Step 1: Feasibility
With in-market innovation, this stage, which normally involves multiple market research studies, is driven by simulation and virtualization designed to measure the value of potential concepts and assess sales opportunities in a context akin to actual market environments. For example, in a simulated retail landscape, a consumer may be asked to “buy” products by examining and touching them or researching their pros and cons — in short, as they would choose an item in the real world. This goes a long way toward bridging the gap between predictable consumer purchases and the more nebulous consumer intent.
Step 2: Product Development and Design
Using the in-market innovation model, companies deploy a variety of production techniques to reduce development costs. For example, to produce the high-concept, high-tech toy Mindstorms, the Lego Group tapped into the expertise of external research labs at MIT and active users and consumers (kids) for their preferences on design, software, and hardware. Through this process, Lego has been able to address feasibility, market research, and product development simultaneously.
Some companies can reuse raw materials with in-market innovation, leveraging production expenses among an array of items and allowing them to manufacture more products that may meet customer preferences. A good illustration is Tiffany & Co., which tends to release to the market all items with any chance of success, but over time maintains production only on those items that attract a sufficient customer base. When a particular product has been overproduced and hasn’t caught on, the merchandise is melted down and recycled or sold to recapture costs.
Step 3: Commercialization
Mini-launches are an inexpensive way to gauge customer response to a product without committing an overabundance of resources to it. One approach is beta testing: Unfinished products are placed in the market so they can continue to evolve to match customer expectations. Software and application companies are particularly enamored of this strategy, often asking large groups of consumers to make recommendations to improve imperfect versions of products. Less well known is that beta testing is also gaining in popularity among consumer goods companies. Consumers can sign up to receive potential new products from Procter & Gamble Company on the P&G Everyday Solutions Web site. For example, P&G’s Crest Whitestrips was beta tested through the Internet before becoming a hit in traditional retail outlets.
Setting up temporary stores to handle products yet to be fully launched is another possible offshoot of in-market innovation.
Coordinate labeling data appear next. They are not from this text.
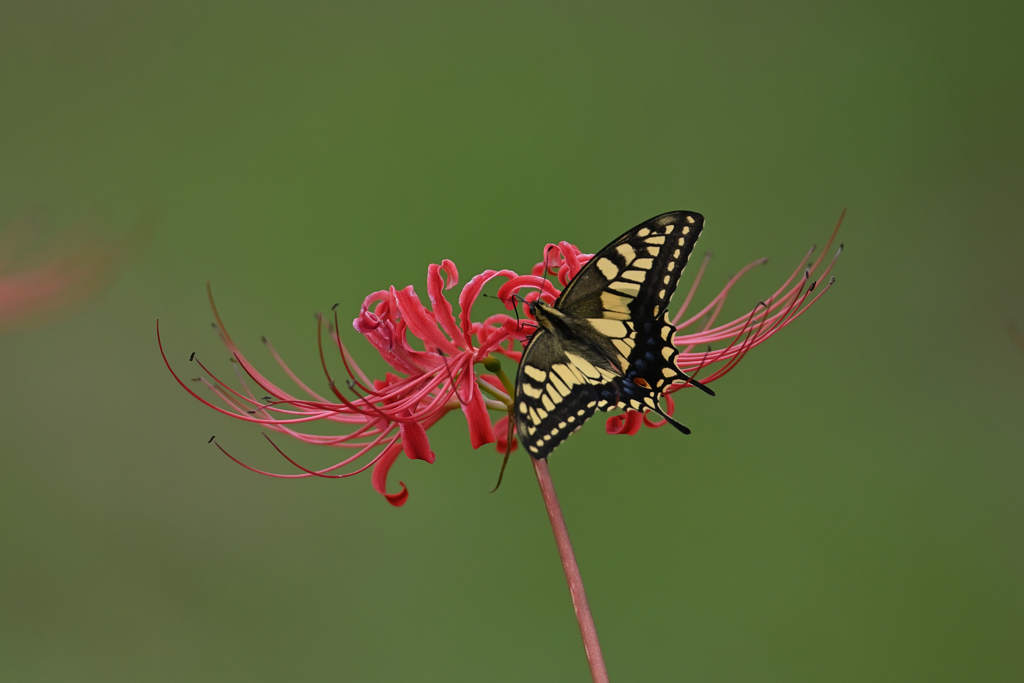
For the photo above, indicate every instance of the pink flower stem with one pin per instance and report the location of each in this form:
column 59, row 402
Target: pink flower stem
column 572, row 578
column 580, row 604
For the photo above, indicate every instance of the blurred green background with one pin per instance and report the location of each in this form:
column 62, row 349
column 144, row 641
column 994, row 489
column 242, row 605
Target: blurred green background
column 849, row 508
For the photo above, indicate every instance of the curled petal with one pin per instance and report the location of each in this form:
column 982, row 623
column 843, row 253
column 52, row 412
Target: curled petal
column 570, row 257
column 379, row 477
column 414, row 440
column 520, row 282
column 471, row 291
column 442, row 309
column 628, row 423
column 421, row 323
column 475, row 410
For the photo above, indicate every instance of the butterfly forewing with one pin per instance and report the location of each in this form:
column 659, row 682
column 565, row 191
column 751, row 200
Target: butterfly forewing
column 611, row 334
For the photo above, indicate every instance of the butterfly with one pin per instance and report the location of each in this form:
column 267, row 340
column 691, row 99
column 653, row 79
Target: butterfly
column 606, row 342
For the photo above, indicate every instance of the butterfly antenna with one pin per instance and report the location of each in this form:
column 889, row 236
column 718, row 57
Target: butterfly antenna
column 681, row 427
column 508, row 452
column 515, row 298
column 702, row 387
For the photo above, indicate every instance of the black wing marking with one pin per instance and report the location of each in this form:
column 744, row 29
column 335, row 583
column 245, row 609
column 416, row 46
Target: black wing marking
column 625, row 291
column 612, row 346
column 553, row 397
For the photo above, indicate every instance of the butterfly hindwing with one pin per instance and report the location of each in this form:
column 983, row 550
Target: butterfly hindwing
column 553, row 398
column 609, row 330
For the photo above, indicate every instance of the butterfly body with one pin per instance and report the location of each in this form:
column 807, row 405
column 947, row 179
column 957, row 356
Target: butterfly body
column 606, row 341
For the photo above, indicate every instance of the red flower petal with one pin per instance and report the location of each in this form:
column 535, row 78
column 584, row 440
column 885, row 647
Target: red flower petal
column 629, row 423
column 469, row 294
column 480, row 431
column 421, row 323
column 415, row 441
column 442, row 309
column 379, row 477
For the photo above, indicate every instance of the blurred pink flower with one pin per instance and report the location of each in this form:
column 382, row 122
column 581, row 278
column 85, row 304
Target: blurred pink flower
column 36, row 282
column 455, row 366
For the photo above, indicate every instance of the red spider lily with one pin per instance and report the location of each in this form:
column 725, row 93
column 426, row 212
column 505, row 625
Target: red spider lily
column 37, row 281
column 381, row 419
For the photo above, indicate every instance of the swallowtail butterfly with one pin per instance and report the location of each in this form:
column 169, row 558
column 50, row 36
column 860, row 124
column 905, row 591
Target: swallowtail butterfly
column 606, row 342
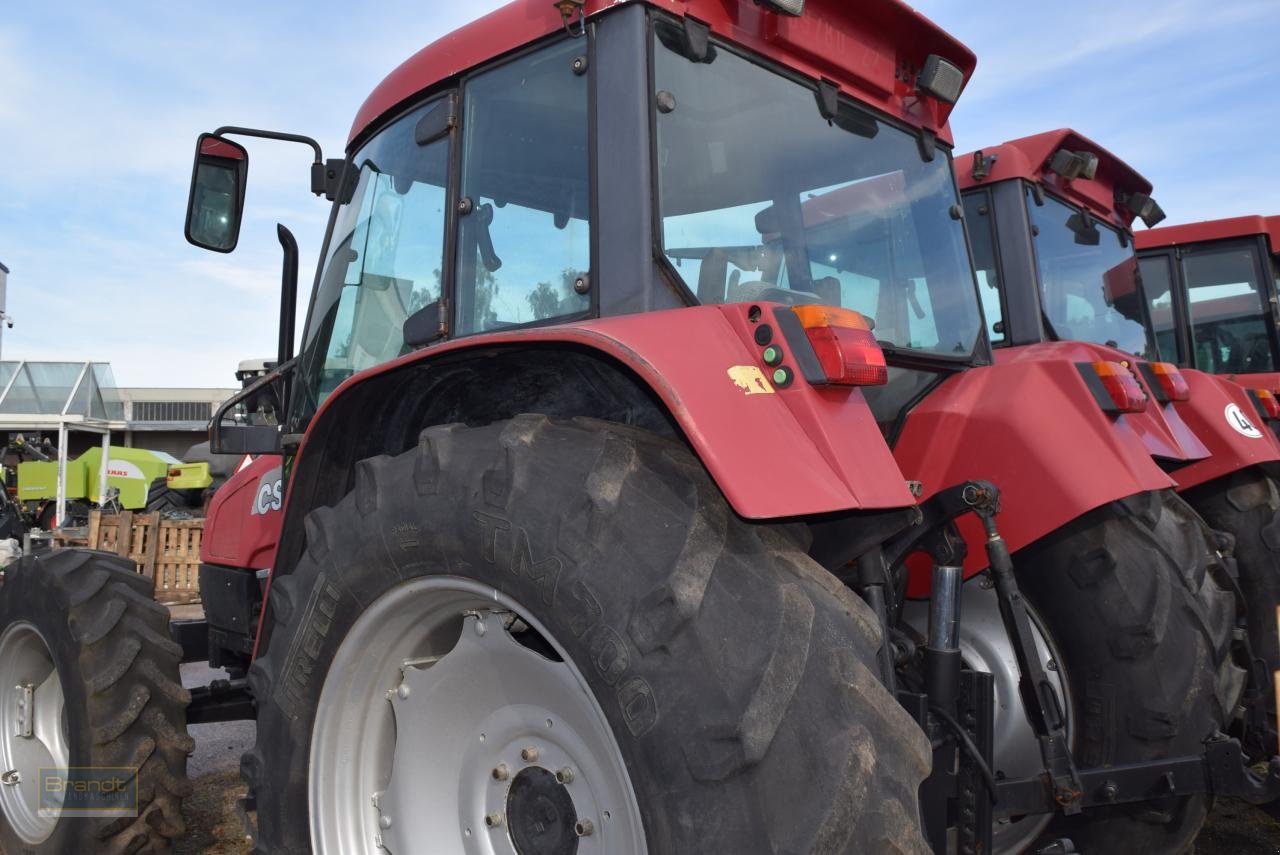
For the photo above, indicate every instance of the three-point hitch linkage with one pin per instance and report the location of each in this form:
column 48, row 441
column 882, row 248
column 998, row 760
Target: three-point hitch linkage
column 955, row 704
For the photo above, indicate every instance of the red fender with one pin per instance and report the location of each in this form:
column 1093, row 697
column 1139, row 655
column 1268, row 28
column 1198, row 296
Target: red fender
column 1031, row 425
column 773, row 452
column 1214, row 412
column 242, row 526
column 1264, row 380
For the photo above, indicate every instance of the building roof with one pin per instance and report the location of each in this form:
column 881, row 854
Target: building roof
column 40, row 396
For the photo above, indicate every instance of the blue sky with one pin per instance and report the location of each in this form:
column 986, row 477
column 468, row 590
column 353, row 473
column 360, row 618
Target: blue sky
column 100, row 105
Method Products Inc., which makes environmentally friendly cleaning supplies, conducts product testing, validation, and branding through temporary stores that attract customers with strong price points, word of mouth, and Internet advertising.
A similar mini-launch program involves controlled test marketing using, for example, store brands. Target Corporation has adopted this by debuting new product lines and concepts through the private label Archer Farms. Target takes advantage of its extraordinary access to millions of shoppers through its stores to test consumers’ responses to products in limited release, and then reinvents products based on consumer interest.
Step 4: Branding
Because brand equity is a very real concern any time a company launches a new product, in-market innovation increases the risk that the reputation of a product line will suffer from the surfeit of new items. To best manage this risk, some companies launch new products independently, without any association to the main brand.
For example, Molson Coors Brewing Company created a new subsidiary, AC Golden Brewing Company, to minimize brand risk from new products. As Molson Coors CEO Leo Kiely explained it in the Wall Street Journal, “Historically, national brand launches in the U.S. have cost major brewers millions of dollars, and more than 95 percent of them fail. [Molson Coors Chairman] Pete Coors kept saying there had to be a better way to do this, and so he came up with the concept for AC Golden Brewing. This gives us another way to get innovative ideas to market without redirecting critical resources from our core brands.”